AI380
I have checked your novel. A better cover would do a big difference. In the first chapters, i have seen many issues of verb tense consistencies. You either stick writing narrative with preterit or present, but not both at the same time in the same paragraph. It feels really weird and i think you lost quite a few readers because of this.
Some examples in first page of chapter 1:
First paragraph:
"The final day of summer break, at a random beach in Japan. A seventeen years old young man was walking along the beach.

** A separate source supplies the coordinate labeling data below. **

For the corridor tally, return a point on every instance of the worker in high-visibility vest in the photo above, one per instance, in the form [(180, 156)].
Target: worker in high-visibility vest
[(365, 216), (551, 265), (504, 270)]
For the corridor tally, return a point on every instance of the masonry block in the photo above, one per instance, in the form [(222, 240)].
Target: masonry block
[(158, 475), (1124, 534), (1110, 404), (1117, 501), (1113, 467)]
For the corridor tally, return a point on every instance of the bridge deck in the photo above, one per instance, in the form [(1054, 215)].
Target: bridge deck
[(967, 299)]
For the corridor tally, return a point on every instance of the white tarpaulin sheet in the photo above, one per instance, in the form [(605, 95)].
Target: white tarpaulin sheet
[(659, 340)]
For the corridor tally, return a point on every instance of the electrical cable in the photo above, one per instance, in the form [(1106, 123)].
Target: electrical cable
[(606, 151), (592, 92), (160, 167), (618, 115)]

Looking to his face, he is a really good looking person with a 'rich boy look'. The boy's name is Seito Kenji, let's just call him Seito."
"was walking" should be followed by "he was", "the boy's name was"
If you choose to use present tense, then you have to use "is walking" instead.
Second paragraph:
"Seito stopped, he looked at the sea and most importantly the bikini girls, and his friends who were playing in the water. Then another girl with a T-Shirt and short pants walks toward him. Seito looks at the girl and he spoke"
Same issue. 1st paragraph ends with present tense, but you use preterit in this paragraph and once again ends with present tense.
If you keeps "stopped,looked at, were playing", then "walks toward" and "looks at" must become "walked toward" and "looked at".
I'm not an english native but it feels weird to read even for me because verb tense consistency exists in almost every language (if not all of them).
About the novel itself, you missed the visibility period brought by the 1st month in new ranking. So if i was you, i would first fix these issues then republish your novel again by deleting this one and creating another with almost the same name.